Can you dismiss a whistleblower?

Dismissing an employee for ‘blowing the whistle’ is automatically unfair, no matter how long they’ve been at the organisation, according to a recent case.

Workers are protected under the law if they reveal to those in positions of authority suspected malpractice at work.

It is in the public interest that the law protects whistleblowersso that they can speak out if they find malpractice in an organisation. A report from whistleblowing charity Public Concern at Work (PCAW) has highlighted how misguided the Government’s Enterprise and Regulatory Reform Act (ERRA) really is.

As far as dismissal is concerned, a dismissal for making a disclosure is automatically unfair and there is no qualifying period of service needed to bring a claim.

A successful claimant is entitled to an unlimited injury to feelings award. As recently as 2013, the legislation was changed to require that a disclosure be in the public interest.

Earlier this year, in the case of Chestertons v Nurmohamed, the Employment Appeal Tribunal (EAT) ruled on this for the first time.

The case

In the case, the Claimant was a senior manager in a firm of estate agents.

He made disclosures alleging that the company was manipulating its accounts to the detriment of the commission payable to him or the 100 or so other senior managers for the benefit of shareholders and in breach of a legal obligation to the managers.

The EAT ruled that the appropriate test for public interest was that the employee has a reasonable belief that the disclosure was in the public interest and in this case the 100 or so general managers did constitute “the public”.

Employers need to be very careful when analysing communications from an employee and understanding whether or not they are a protected disclosures particularly where there are disciplinary issues involving the employee concerned.

In a recent case in a two page grievance email the following paragraph appeared:“Finally there is another issue to do with health and safety.

“Close to my office is a stock room where asbestos was previously found. My staff members and I do not feel comfortable entering and exiting there”.

Despite the Claimant admitting that the room was kept locked and that only the employer’s builder had the key the judge found that this was a protected disclosure.

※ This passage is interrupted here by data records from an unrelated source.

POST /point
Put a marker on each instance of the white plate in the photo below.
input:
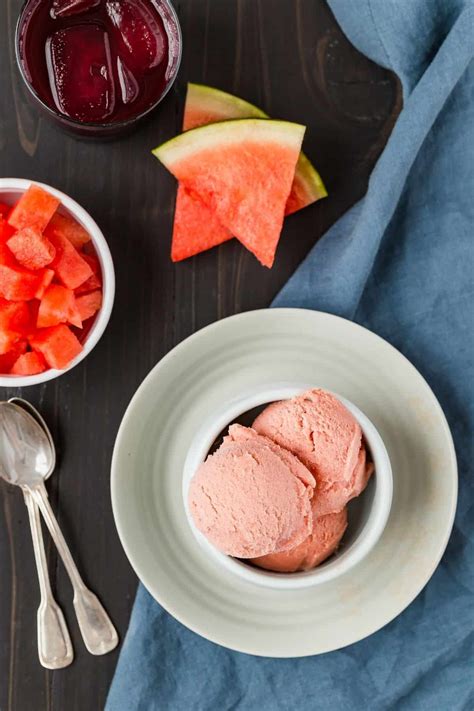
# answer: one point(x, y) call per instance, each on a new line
point(227, 361)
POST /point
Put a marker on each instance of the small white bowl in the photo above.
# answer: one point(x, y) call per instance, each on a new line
point(11, 189)
point(368, 513)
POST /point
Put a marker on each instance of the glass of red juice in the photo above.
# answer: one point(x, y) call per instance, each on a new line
point(98, 66)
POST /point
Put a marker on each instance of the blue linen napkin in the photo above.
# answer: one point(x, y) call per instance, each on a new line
point(401, 262)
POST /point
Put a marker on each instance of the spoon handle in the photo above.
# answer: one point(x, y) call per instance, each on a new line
point(97, 630)
point(54, 643)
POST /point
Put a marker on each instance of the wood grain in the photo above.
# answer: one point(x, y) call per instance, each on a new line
point(288, 56)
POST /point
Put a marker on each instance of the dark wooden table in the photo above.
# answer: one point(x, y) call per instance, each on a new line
point(290, 58)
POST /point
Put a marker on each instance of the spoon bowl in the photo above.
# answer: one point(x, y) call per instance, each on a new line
point(27, 456)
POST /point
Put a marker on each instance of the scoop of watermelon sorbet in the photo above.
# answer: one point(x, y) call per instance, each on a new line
point(251, 498)
point(320, 544)
point(318, 429)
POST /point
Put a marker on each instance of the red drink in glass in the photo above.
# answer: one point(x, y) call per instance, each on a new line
point(98, 66)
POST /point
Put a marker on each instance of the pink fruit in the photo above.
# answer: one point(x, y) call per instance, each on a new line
point(64, 8)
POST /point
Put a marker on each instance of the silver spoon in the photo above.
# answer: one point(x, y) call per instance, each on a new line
point(27, 458)
point(54, 643)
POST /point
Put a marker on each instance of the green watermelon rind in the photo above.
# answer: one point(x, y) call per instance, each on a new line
point(206, 98)
point(220, 102)
point(230, 132)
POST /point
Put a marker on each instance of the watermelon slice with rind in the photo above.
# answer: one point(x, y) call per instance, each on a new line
point(205, 105)
point(196, 228)
point(243, 171)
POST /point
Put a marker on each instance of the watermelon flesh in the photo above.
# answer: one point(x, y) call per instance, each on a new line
point(40, 319)
point(7, 360)
point(57, 344)
point(89, 304)
point(66, 226)
point(14, 322)
point(58, 305)
point(205, 105)
point(16, 283)
point(196, 228)
point(35, 208)
point(243, 171)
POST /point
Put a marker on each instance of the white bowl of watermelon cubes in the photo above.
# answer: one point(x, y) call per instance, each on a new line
point(57, 283)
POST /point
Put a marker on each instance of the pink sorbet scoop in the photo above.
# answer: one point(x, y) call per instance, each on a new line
point(323, 434)
point(320, 544)
point(251, 497)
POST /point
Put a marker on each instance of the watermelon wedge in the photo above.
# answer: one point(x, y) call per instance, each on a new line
point(30, 363)
point(243, 171)
point(196, 229)
point(205, 105)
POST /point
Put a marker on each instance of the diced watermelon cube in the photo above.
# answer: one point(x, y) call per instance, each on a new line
point(70, 267)
point(66, 226)
point(31, 249)
point(95, 281)
point(14, 321)
point(47, 276)
point(58, 305)
point(7, 360)
point(89, 304)
point(30, 363)
point(58, 345)
point(16, 283)
point(35, 208)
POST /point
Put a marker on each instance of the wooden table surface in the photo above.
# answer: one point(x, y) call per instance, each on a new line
point(290, 58)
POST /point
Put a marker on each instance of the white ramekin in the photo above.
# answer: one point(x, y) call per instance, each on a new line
point(11, 190)
point(368, 514)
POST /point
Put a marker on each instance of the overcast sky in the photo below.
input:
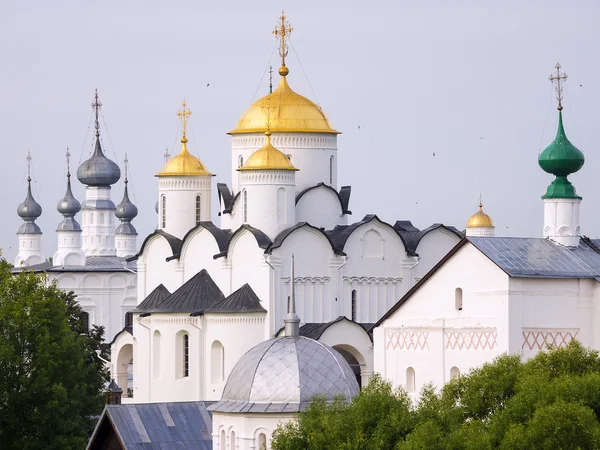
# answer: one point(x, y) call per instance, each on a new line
point(466, 80)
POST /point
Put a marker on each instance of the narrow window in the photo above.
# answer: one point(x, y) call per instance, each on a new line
point(186, 355)
point(410, 379)
point(163, 212)
point(458, 299)
point(198, 208)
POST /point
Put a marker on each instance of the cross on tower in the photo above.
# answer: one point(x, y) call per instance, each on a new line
point(97, 105)
point(558, 78)
point(183, 114)
point(282, 32)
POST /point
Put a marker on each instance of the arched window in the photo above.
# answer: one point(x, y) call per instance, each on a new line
point(217, 362)
point(331, 169)
point(156, 354)
point(454, 373)
point(198, 208)
point(458, 299)
point(410, 379)
point(163, 211)
point(262, 441)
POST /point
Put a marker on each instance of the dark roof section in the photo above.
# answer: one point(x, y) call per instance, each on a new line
point(278, 242)
point(343, 196)
point(221, 237)
point(153, 300)
point(225, 198)
point(154, 426)
point(262, 239)
point(413, 238)
point(340, 234)
point(92, 264)
point(197, 294)
point(244, 300)
point(173, 241)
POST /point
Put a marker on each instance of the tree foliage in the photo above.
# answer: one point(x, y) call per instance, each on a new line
point(51, 379)
point(551, 401)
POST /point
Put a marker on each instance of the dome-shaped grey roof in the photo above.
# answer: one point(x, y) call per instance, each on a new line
point(284, 374)
point(98, 170)
point(29, 209)
point(68, 205)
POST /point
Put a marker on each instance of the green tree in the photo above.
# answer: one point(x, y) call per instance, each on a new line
point(51, 379)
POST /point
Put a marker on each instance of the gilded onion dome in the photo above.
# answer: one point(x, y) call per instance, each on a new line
point(480, 219)
point(268, 158)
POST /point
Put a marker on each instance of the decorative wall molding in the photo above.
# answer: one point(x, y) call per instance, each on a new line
point(407, 340)
point(540, 338)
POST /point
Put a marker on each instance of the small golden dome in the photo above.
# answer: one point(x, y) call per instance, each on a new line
point(268, 158)
point(291, 112)
point(184, 164)
point(480, 219)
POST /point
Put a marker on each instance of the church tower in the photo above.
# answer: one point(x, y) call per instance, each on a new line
point(184, 189)
point(561, 202)
point(98, 174)
point(69, 250)
point(126, 234)
point(30, 234)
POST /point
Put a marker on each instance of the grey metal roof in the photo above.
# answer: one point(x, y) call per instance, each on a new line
point(154, 299)
point(197, 294)
point(92, 264)
point(244, 300)
point(284, 374)
point(157, 426)
point(540, 258)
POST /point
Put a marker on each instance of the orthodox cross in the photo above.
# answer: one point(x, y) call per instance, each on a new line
point(558, 78)
point(183, 114)
point(282, 32)
point(97, 105)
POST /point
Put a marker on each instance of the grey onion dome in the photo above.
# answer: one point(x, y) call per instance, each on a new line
point(98, 170)
point(284, 374)
point(29, 209)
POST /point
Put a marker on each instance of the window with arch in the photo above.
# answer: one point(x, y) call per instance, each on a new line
point(163, 211)
point(198, 208)
point(262, 441)
point(458, 299)
point(454, 373)
point(217, 362)
point(331, 169)
point(410, 379)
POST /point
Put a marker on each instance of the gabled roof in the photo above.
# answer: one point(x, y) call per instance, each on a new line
point(343, 196)
point(244, 300)
point(155, 426)
point(174, 243)
point(153, 300)
point(285, 233)
point(197, 294)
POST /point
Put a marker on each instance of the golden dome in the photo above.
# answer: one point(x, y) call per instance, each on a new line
point(480, 219)
point(184, 165)
point(268, 158)
point(289, 112)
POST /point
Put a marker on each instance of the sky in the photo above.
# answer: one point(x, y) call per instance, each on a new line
point(452, 98)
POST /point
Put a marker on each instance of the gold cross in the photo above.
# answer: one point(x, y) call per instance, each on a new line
point(282, 32)
point(183, 114)
point(558, 78)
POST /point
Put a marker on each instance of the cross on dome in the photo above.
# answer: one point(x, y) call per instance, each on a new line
point(558, 77)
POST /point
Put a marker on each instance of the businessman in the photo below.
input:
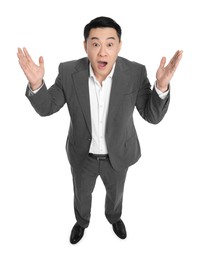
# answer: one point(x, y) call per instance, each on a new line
point(101, 92)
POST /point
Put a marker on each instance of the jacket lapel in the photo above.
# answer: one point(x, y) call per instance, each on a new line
point(80, 79)
point(119, 83)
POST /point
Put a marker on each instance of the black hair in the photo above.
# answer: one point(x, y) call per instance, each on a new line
point(102, 22)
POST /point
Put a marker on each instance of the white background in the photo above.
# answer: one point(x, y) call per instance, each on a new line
point(163, 192)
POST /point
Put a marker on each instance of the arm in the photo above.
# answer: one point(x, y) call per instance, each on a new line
point(149, 104)
point(45, 101)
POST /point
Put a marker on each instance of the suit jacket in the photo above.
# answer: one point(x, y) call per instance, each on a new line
point(130, 89)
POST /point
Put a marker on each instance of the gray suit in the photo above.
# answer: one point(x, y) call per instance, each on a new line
point(130, 89)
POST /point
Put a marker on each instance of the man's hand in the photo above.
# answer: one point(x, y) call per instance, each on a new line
point(165, 74)
point(33, 72)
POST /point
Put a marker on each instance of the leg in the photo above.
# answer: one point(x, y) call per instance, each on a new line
point(84, 182)
point(114, 184)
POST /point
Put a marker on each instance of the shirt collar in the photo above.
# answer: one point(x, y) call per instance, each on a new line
point(109, 76)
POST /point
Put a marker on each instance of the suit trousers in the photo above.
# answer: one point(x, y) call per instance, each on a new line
point(84, 181)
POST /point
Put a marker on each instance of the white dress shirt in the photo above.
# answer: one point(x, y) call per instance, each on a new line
point(99, 105)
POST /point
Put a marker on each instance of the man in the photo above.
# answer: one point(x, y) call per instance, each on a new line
point(101, 92)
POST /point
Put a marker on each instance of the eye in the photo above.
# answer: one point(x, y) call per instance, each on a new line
point(95, 44)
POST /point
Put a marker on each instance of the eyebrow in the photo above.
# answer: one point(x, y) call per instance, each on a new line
point(96, 38)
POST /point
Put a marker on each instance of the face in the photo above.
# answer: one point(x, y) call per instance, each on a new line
point(102, 48)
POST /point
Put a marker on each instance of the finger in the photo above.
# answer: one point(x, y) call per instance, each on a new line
point(27, 54)
point(41, 61)
point(20, 53)
point(175, 57)
point(162, 63)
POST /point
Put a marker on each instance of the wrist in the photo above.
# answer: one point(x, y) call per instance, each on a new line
point(36, 85)
point(162, 88)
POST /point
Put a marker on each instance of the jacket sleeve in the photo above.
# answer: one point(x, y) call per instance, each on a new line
point(48, 101)
point(150, 106)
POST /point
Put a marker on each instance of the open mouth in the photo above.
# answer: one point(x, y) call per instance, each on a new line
point(102, 64)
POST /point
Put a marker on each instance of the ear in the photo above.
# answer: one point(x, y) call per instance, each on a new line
point(85, 46)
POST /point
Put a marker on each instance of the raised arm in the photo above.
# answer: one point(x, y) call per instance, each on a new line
point(164, 73)
point(33, 72)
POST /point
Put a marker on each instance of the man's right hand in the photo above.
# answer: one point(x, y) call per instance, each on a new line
point(33, 72)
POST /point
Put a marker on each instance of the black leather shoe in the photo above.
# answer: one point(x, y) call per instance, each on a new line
point(119, 229)
point(76, 234)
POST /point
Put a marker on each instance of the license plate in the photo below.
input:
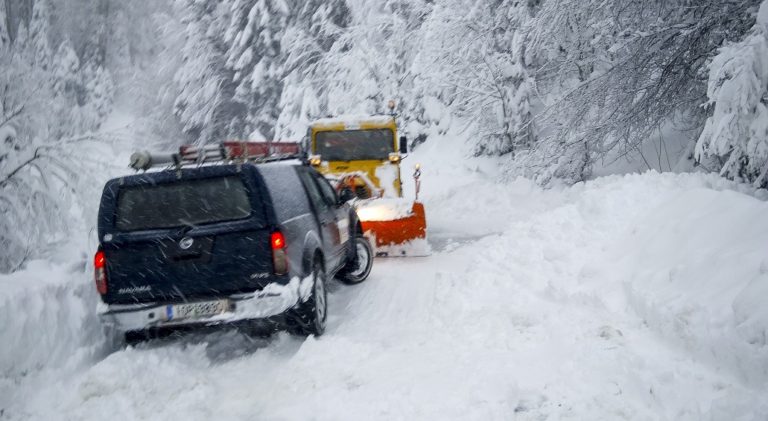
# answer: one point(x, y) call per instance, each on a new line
point(196, 310)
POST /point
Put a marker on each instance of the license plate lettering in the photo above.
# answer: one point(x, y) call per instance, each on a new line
point(196, 310)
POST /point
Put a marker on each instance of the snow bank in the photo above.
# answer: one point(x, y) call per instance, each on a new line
point(696, 272)
point(48, 318)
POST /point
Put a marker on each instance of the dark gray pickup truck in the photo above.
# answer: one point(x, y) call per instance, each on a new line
point(221, 244)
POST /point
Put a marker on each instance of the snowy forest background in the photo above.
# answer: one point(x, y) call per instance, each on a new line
point(561, 90)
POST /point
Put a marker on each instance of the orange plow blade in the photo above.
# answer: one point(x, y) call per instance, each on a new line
point(404, 236)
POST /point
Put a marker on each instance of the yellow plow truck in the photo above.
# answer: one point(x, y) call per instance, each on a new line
point(362, 155)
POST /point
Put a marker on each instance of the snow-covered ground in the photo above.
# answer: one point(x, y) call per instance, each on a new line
point(629, 297)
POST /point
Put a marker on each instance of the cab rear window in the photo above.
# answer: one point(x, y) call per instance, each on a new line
point(183, 203)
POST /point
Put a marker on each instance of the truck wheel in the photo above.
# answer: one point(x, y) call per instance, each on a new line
point(309, 317)
point(359, 267)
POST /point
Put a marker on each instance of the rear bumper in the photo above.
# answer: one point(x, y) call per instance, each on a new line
point(274, 299)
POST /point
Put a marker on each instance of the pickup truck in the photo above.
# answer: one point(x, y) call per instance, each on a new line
point(222, 244)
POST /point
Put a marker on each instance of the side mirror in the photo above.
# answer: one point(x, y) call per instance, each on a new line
point(346, 195)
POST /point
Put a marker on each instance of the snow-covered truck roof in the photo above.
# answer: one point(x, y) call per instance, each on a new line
point(354, 122)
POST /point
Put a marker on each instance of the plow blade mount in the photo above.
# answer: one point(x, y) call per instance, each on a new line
point(399, 234)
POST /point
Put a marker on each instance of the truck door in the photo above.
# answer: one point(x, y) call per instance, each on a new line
point(326, 215)
point(341, 213)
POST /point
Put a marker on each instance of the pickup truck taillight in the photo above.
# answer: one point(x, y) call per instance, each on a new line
point(279, 259)
point(100, 272)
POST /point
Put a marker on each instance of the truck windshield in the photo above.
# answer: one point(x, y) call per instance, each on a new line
point(183, 203)
point(354, 145)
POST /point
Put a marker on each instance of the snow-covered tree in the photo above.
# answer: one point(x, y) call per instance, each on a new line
point(476, 61)
point(239, 54)
point(48, 103)
point(737, 131)
point(614, 72)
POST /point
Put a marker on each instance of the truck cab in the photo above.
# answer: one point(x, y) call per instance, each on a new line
point(222, 243)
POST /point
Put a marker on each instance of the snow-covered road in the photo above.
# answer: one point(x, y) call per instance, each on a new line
point(637, 297)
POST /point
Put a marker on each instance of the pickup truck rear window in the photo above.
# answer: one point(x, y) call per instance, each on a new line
point(183, 203)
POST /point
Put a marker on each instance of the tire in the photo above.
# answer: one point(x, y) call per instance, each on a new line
point(309, 317)
point(359, 266)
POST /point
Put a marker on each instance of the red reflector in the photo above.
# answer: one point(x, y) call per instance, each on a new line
point(100, 272)
point(99, 260)
point(277, 241)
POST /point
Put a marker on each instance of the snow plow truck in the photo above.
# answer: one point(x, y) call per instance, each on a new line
point(363, 154)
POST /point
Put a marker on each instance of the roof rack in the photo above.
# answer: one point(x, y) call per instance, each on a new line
point(230, 151)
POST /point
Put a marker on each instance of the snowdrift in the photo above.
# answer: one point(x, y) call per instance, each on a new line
point(48, 318)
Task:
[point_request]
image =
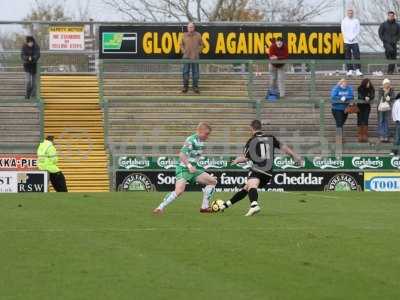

In another recent case the employee, a domiciliary care worker, in a grievance suggested that the hours that she worked created a health and safety risk for herself and the lady she cared for without any further explanation.

The rest of her grievance related to her terms and conditions and she was dismissed for refusing to sign her contract and a 48 hour opt out.

The tribunal found that her grievance related to her terms and conditions and that she had failed to show that there was any public interest.